HB to go to social tenants under Universal Credit (source and copyright; Inside Housing)

Social landlords could lose their battle to keep housing benefit paid directly to them instead of their tenants. 

Welfare reform minister Lord Freud told this week’s British Property Federation conference that the social sector enjoyed ‘overprotection’, and that the government’s new universal credit regime would see fewer direct payments to social landlords. This would bring them into line with the private rented sector, he added.

The universal credit, which will combine the majority of benefit payments into one lump sum, will be paid directly to claimants. Social landlords are concerned this will lead to an increase in rent arrears and harm lender confidence.
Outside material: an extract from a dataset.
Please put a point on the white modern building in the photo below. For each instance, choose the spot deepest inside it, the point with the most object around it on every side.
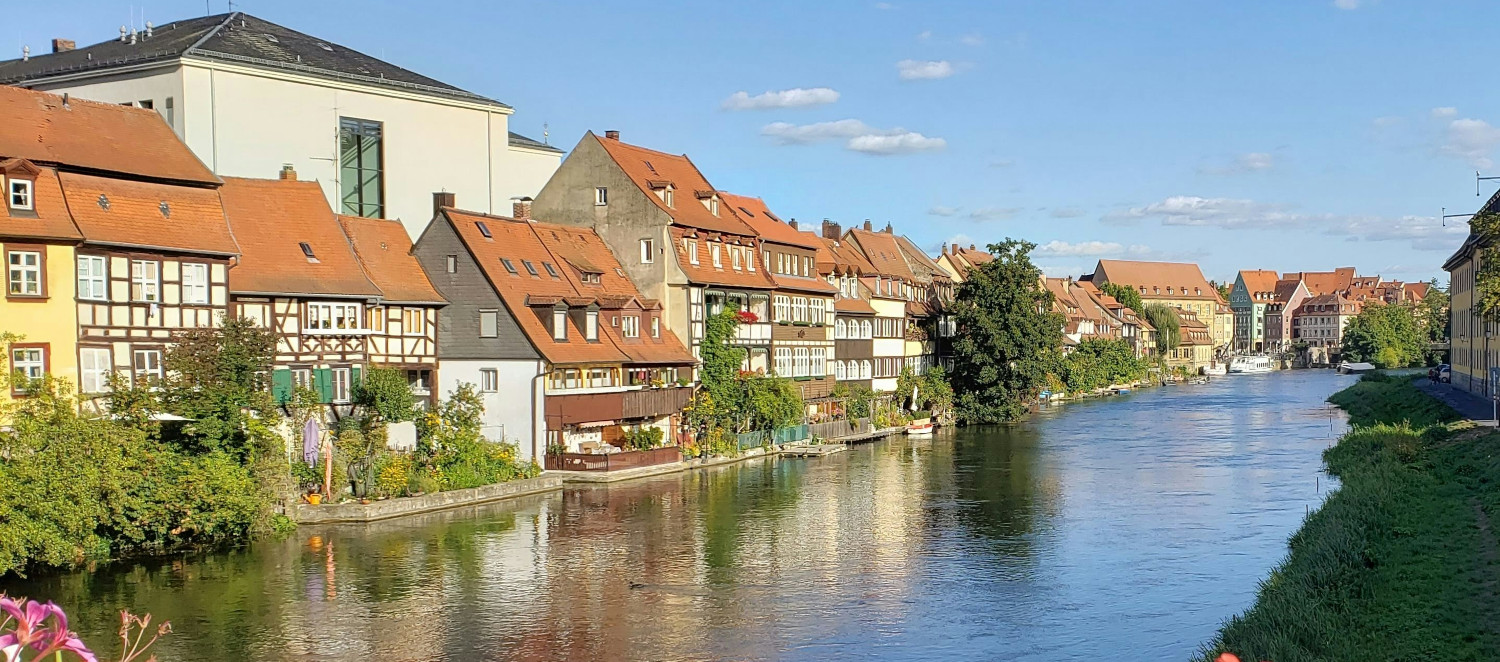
(251, 96)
Lord Freud said: ‘One of the biggest challenges I have is getting social payments into the universal credit without affecting the funding of social housing. I can see a system where social housing has less direct payments – I can’t see why private landlords should be dramatically different from social landlords.’

Brian Johnson, chief executive of housing association Moat, said ending direct payments would increase associations’ business risks. ‘I think we’d all rather housing benefit was paid direct,’ he added.

Direct payments are due be introduced in the Welfare Reform Bill, the publication of which has been postponed until later this month. The delay is partly due to a stand-off between work and pensions secretary Iain Duncan Smith and chancellor George Osborne over a £26,000 cap on the amount of benefits that a workless family can receive.